OVERVIEW
Networks of wirelessly interconnected embedded sensors and actuators promise an unprecedented ability to observe and manipulate our physical world. Indeed, recent years have seen much research on understanding the fundamental properties of such networks, and on developing algorithms and hardware-software building blocks for cheap and energy-efficient implementation. However, as with almost every disruptive technology that has impacted human society, the benefits of Embedded Networked Sensing are accompanied by a significant risk factors and potential for abuse. If wireless sensor networks are really going to be the eyes and ears of our society, as envisioned by many, then one needs to answer the following question: How can a user trust the information provided by the sensor network?
Building sensor networks poses challenges of secure routing, node authentication, data integrity, data confidentiality and access control that are faced in conventional wireless and wired networks as well. In the realm of sensor networks these problems are even more challenging due to the resource constraint nature and the scale of these networks. Only recently, researchers have started developing customized cryptographic solutions for sensor networks. However, current security mechanisms for sensor networks focus on external attacks. They fail to protect against internal attacks where a subset of sensor nodes are compromised. Due to lack of physical security and tamper resistance, adversaries can recover the embedded cryptographic material from these nodes and subsequently pose as authorized nodes in the network. A wide variety of sensor network applications such as forest fire monitoring, anti terrorism, bio/chemical agent monitoring etc. falls into the broad class of sense-response applications, where the system objective is to collaboratively detect the events and report the event detection back to the base station. The detection of an event is followed by some physical response such as sending special personnel, vehicles etc. to the location of the event. Compromised nodes can inject false data about non-existent events and authenticate them correctly to the user using their keys (false negative attacks), or stall the reporting of real events (false positive attacks). Thus, there is a need for developing a secure event reporting protocol.

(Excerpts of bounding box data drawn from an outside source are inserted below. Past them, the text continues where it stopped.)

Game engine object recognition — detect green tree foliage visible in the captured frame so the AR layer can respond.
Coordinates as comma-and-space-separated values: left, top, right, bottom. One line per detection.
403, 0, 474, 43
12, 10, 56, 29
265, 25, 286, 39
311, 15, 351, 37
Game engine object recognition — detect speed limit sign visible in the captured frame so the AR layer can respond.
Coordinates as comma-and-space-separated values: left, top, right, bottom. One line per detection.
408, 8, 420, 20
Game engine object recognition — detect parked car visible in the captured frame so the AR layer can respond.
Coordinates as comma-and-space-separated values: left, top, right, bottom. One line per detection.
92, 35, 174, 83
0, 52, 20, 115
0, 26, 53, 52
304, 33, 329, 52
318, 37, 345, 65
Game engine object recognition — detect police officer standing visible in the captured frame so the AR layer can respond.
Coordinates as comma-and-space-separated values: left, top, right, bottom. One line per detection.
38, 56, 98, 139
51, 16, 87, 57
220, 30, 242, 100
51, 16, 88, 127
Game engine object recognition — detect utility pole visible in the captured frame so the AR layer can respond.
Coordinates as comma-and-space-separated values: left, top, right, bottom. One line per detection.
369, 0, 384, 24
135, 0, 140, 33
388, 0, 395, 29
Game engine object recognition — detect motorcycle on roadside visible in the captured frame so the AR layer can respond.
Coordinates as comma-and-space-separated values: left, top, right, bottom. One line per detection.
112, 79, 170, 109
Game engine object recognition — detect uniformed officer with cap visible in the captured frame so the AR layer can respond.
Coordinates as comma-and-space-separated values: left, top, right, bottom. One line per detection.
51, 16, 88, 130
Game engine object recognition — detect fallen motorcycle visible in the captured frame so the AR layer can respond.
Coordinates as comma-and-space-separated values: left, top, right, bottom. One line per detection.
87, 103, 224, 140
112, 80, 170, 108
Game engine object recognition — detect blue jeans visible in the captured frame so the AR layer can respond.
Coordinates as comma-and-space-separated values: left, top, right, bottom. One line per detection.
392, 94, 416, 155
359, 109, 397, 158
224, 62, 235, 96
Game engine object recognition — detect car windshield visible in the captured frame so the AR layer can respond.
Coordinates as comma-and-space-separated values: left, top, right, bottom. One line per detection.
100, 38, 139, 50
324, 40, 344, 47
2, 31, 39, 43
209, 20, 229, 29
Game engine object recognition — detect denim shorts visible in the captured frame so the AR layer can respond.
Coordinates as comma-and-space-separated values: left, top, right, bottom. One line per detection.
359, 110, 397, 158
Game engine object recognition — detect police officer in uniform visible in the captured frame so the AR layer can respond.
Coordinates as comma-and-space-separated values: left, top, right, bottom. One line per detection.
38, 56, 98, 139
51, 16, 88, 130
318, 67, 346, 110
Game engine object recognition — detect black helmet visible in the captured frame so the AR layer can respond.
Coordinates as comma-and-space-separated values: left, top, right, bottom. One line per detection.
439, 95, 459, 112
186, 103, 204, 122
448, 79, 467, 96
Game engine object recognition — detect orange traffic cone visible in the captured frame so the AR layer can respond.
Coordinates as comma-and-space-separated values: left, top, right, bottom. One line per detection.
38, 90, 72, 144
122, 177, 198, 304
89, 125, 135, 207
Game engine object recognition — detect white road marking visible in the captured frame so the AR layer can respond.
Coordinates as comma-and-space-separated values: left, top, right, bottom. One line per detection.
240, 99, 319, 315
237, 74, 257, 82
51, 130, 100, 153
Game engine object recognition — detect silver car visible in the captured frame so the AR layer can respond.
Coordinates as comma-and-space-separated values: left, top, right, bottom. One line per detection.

Cryptographic keys form the backbone of any security protocol; the scale and ad-hoc deployment of nodes coupled with the ability of adversaries to easily recover the cryptographic materials make it a challenging problem to solve. In general the efficacy of any key establishment strategy needs to be gauged on the basis of both security metrics such as resiliency against node capture, node replication, access control measures and also on the complexity aspect such as scalability, storage etc. Existing key establishment techniques rely on a deterministic or probabilistic pre-distribution of keys in the network, trading off its performance on one metric with the other. We believe that a more apt approach in the realm of sensor networks is to derive them deterministically at runtime based on a single master key and unique physical attributes of the nodes.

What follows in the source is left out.